There was also quite a lot of amusement at the backwoods weddings. The Rev. J. W. S. Sill was ordained at a very early age and was called on to marry a couple. Being very bashful then, I suppose, he had not much to say. When the time, arrived he went
to the home of the bride, who was not dressed. So he had to wait for her to get ready. The house was full, the yard was full of invited guests. They did not go to be seen and take presents to the bride. They went for a good time, which they generally had. Well, the would-be bride came in. Said she, "Mr. Preacher, I'll be ready as soon as I get my white, frock on." Up the ladder she went, and down she came with it on. Then she went to wrestling with her husband, boxing him around; but when the finale came, she got on the
wrong side. "Ah," said Mr. Sills, "you are on the wrong side." "Well," said she, "I'm going to be boss." So he married her on the wrong side. Then came the big old-fashioned potpie, and all the rest of the eatables.
Then the bride and groom and their most, intimate friends sat down with Mr. Preacher, and all began to enjoy the potpie, when the bride began to scream and laugh. Mr. Preacher did not know what the matter was, but soon found out. There's was some one under the table stealing the bride's garter. He was supposed to be the lucky fellow to be the next one married. What, fun they had at their corn huskings. The aboriginal young man who got the red ear of corn. Some of the fair maidens knew what it meant when he was seen coming towards her. I'll leave it to the old folks to guess the result. Flax was greatly raised in those early times as prints and cottons and other wearables were very dear, and money scarce. Flax was spun on the small wheel and woven into wearing material. The coarsest of the thread was called tow, which made bags for grains and was put to other household uses, while the finest made beautiful white linen for sheets and tablecloths. Wool was then hand carded, as there were no carding machines. All was spun and woven at home. All that is past and gone. There are carding mills where you can get the wool carded and spun and even woven into cloth, thus lightening home labor.
Mrs.
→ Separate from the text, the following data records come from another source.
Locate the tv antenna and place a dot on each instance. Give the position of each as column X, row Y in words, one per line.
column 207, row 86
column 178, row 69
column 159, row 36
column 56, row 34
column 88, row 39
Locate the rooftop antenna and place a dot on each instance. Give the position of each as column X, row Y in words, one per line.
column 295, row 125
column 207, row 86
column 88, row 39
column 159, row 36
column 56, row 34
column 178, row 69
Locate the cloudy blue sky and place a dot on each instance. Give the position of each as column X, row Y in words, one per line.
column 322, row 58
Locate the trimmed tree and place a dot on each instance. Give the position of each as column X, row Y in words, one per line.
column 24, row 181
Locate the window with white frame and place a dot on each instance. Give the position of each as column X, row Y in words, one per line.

Turner concludes her letters with a very strong plea for the boys to stick to farming and not to turn their backs upon it for city life.
After a bit of research, it was discovered that the “Mrs. Turner” who wrote the above article was in fact Mrs. Edward Furner Jr., whose maiden name was Fanny Maude White. Her mother was the former Elizabeth Cook, daughter of Azel Cook and Elizabeth Lobdell. Elizabeth Cook married Samuel White in 1847. Elizabeth Lobdell’s parents were Daniel Lobdell and Jane Lowe. It was Daniel Lobdell who was captured by Indians about 1778.